I started my MT cramming with a session called “Teaching Translation Studies Students How Machine Translation Works.” This session had a panel of MT specialists who talked about different aspects of MT. Leonardo Gianossa talked about the types of errors that MT systems tend to make and how they can be prevented by controlling the source content. Mike Dillinger then showed how a good rule-based MT system isn’t much different from a good TM. In fact, MT has an advantage over TM because it is capable of producing some sort of match value when a TM cannot. And since rule-based systems can be trained and created from existing TMs, the output isn’t necessarily the usual Frankenstein monster that is associated with MT. The goal of the session was to explain that we shouldn’t fear MT, especially when it comes to training future translators. Instead, students and translators in general should be better educated in what MT is and how it can actually help our work. This was a really positive start to my MT training day.

I later attended Rubén de la Fuente’s “Tips and Tricks for Full Post-Editing” and “Building Your Own Statistical Machine Translation Systems and Integrating Them with Your Translation Memory Tools “ and Mike Dillinger’s “Machine Translation in Practice.” The most important lesson I learned from these sessions is “garbage in, garbage out.” If you create MT systems with low-quality input, then all you can hope to achieve is low-quality output. For MT to really be beneficial to translators, LSPs, and clients, MT systems must be created with care. For statistical systems, this means focusing on the quality of the segments added, not just the quantity. For rule-based systems, quality will also involve customization to accommodate specific linguistic nuances. With a well-built system, post-editing time will be reduced, which will ultimately lower costs. This could make MT a valid solution for projects with low budgets that do not require publication quality. This, in turn, could open up new business opportunities for LSPs and add to their lists of services.

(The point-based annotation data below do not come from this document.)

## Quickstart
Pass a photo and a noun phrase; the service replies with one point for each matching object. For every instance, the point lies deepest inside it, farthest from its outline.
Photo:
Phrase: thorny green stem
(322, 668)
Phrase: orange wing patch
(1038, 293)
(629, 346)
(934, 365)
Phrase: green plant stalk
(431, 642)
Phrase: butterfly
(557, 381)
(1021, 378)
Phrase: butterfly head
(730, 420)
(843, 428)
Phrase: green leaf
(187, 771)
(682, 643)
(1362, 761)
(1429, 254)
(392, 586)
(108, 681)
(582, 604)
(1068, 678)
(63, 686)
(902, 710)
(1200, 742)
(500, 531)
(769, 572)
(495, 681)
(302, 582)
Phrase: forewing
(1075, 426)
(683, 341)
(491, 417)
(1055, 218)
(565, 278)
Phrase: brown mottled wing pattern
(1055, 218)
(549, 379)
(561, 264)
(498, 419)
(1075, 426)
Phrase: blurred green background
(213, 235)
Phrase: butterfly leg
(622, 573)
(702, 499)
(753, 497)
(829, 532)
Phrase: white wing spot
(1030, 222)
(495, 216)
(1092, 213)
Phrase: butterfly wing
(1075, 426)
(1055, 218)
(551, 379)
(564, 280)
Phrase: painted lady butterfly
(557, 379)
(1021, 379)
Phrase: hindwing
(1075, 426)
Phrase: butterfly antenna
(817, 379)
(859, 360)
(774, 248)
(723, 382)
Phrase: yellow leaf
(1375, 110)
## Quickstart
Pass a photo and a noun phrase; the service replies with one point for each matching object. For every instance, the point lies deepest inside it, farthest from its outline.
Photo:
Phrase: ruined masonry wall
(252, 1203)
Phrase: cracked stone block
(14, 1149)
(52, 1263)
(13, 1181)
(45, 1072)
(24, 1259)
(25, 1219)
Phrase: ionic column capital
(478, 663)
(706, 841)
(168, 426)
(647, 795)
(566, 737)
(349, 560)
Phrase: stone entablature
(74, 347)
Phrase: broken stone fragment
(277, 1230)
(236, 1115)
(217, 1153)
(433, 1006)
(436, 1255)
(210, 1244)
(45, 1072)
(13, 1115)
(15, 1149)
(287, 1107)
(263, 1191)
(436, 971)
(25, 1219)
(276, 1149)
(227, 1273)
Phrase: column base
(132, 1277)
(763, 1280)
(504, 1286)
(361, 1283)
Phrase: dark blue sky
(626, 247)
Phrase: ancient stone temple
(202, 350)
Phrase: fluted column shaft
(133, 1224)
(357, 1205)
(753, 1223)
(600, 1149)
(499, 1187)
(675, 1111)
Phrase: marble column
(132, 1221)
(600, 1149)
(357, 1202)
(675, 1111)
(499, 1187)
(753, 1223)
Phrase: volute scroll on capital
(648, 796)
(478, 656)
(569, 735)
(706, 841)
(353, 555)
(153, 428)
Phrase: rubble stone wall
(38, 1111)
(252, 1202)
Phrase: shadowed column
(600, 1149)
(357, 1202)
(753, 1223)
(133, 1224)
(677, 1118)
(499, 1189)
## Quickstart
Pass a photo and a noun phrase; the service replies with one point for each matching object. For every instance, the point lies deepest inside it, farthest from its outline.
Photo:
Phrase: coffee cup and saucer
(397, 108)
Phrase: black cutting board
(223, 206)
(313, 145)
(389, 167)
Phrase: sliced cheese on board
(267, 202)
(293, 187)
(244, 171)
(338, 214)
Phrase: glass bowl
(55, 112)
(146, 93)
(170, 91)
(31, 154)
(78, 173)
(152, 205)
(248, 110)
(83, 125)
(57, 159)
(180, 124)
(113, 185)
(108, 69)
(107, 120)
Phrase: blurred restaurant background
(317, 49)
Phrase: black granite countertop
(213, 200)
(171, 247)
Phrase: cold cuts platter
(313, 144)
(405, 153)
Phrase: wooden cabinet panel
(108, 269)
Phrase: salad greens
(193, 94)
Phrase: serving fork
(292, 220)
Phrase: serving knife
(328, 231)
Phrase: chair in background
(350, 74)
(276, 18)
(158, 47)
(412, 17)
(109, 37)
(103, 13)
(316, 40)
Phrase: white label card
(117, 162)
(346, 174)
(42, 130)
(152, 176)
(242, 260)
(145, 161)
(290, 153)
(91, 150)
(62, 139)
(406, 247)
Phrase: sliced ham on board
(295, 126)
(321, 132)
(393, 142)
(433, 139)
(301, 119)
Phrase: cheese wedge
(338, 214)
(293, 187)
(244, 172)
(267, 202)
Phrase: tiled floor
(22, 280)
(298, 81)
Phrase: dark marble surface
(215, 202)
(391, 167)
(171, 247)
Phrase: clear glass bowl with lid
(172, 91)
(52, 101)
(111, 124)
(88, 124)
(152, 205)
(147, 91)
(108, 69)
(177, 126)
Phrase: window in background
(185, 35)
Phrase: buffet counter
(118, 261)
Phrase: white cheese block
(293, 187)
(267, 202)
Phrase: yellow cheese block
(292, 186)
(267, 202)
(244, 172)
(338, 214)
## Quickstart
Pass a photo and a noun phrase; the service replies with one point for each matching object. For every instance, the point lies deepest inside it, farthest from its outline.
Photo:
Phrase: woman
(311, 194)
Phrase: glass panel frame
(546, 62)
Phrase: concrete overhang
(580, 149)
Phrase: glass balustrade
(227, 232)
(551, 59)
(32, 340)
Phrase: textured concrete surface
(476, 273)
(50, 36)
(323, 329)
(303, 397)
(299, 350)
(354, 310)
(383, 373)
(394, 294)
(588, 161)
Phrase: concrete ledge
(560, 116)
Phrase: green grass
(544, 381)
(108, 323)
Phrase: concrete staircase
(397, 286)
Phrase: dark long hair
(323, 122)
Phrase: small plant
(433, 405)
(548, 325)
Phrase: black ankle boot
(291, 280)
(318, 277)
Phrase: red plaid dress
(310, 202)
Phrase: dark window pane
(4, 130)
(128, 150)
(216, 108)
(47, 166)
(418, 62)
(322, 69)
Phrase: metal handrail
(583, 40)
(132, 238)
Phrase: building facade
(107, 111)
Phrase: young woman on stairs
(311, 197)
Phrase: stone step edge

Overall, MT should not be feared as the enemy of human translation. Instead, it should be seen as an emerging translation tool for translators and a unique business opportunity for LSPs. MT will never be able to create language as humans do, but it will require linguists to help create and maintain the systems. And just as CAT tools have become an essential part of the translation process, MT and post-editing may prove to be the next big step, and those who refuse to adapt may be left behind.